Así era Gladys, la verdadera Gladys: clara y directa, respetuosa de la institucionalidad pero rebelde y dispuesta a cometer trasgresiones si ellas ayudaran. Por eso se atrevió a reconocer que sabía de la internación de armas de Carrizal Bajo y que había apoyado entusiastamente esa acción; por eso se reconoció también «Rodriguista» y no tranzó jamás ninguno de sus principios. «Eran armas para combatir a la dictadura de Pinochet», dijo públicamente; cómo no quererla entonces, cómo no respetarla, cómo no sentir así profundo su partida, cómo no asistir atónito ante la avalancha de elogios de aquellos que ayer nomás la trataban de resentida, pero hoy, aprovechando la hipocresía del «fair play» la destacan como luchadora y consecuente.

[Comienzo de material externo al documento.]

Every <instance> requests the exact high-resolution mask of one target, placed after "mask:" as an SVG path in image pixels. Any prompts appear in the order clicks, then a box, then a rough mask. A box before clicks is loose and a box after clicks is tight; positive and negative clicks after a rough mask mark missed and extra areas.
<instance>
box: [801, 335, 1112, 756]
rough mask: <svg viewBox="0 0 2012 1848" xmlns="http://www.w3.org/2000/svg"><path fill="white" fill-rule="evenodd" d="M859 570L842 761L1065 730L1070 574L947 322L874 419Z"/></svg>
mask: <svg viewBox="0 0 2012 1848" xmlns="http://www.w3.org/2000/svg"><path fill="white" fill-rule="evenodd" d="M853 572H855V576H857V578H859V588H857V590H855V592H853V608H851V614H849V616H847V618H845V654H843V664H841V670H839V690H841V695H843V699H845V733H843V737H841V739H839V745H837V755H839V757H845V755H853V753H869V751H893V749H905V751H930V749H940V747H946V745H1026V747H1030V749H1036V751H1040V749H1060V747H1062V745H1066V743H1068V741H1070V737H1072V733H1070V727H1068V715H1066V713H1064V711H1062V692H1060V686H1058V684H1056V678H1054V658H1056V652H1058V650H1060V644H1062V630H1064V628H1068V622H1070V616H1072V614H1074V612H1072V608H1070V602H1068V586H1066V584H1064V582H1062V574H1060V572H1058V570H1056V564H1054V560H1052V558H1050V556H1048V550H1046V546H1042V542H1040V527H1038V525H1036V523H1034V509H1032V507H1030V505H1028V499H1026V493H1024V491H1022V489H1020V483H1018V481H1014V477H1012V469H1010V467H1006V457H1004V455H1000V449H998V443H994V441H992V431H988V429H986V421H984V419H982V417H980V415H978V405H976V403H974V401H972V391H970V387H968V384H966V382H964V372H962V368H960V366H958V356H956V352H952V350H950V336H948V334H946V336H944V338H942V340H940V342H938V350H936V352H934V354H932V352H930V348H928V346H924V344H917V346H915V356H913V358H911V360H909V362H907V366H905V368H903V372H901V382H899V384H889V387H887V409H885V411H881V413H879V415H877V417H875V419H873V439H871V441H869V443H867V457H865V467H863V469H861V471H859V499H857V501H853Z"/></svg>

No se diferencian en mucho de lo que ahora dicen de ti esos cientos que no se cansaron de repetir que te habías quedado en otras épocas y que eras incapaz de dar una mirada de futuro. Pero no te preocupes por ellos Gladys, porque ésos pertenecen al ejército de renovados, neoliberales, y apitutados que viven temblando ante la posibilidad de que gane algún día la derecha; y no es que les interese la revolución o siquiera el bienestar de nuestro pueblo. Nada de eso… al mejor postor compañera… si tiemblan es porque si eso ocurriera perderían su derecho bien ganado a que los mantengan a cambio de hacer nada. Así tal como escuchas, lloran ahora por ti, pero sus lágrimas son falsas; me encontré con varios en tu sepelio, no quise siquiera saludarlos; para qué darles audiencia si las frases bellas que hoy te brindan están hechas de palabras falsas y destempladas, tanto como las de esos otros que te trataban de resentida y ahora no tienen para ti sino elogios. Pero esos elogios son amargos compañera. Falsos y amargos, vinagre congelado, eso son… Resentida tú, puchas, si hubiera cinco resentidas como tú, o qué cinco… una, con una sólo que pudiera reemplazarte…
En estos días en que te estamos despidiendo, el colectivo de arte «Las historias que podemos contar» te rinde el más cálido de sus homenajes, y anuncia, querida compañera, desde ya, que incluirá tu historia en el volumen tres, el cual estará dedicado a los profesores y profesoras mártires, porque tú también lo eras: profesora normalista, bella profesora normalista. Maestra de ética y consecuencia revolucionaria.
(*) Gladys no alcanzó a conocer ese volumen dos. Cuando éste apareció ella ya estaba gravemente enferma.
(**) Jaime Vásquez Sáez, llamado también «Joaquín», o «Coca-Cola», fue emboscado en Las Condes, por miembros de la DINA que lo llevan a Villa Grimaldi desde donde lo hacen desaparecer.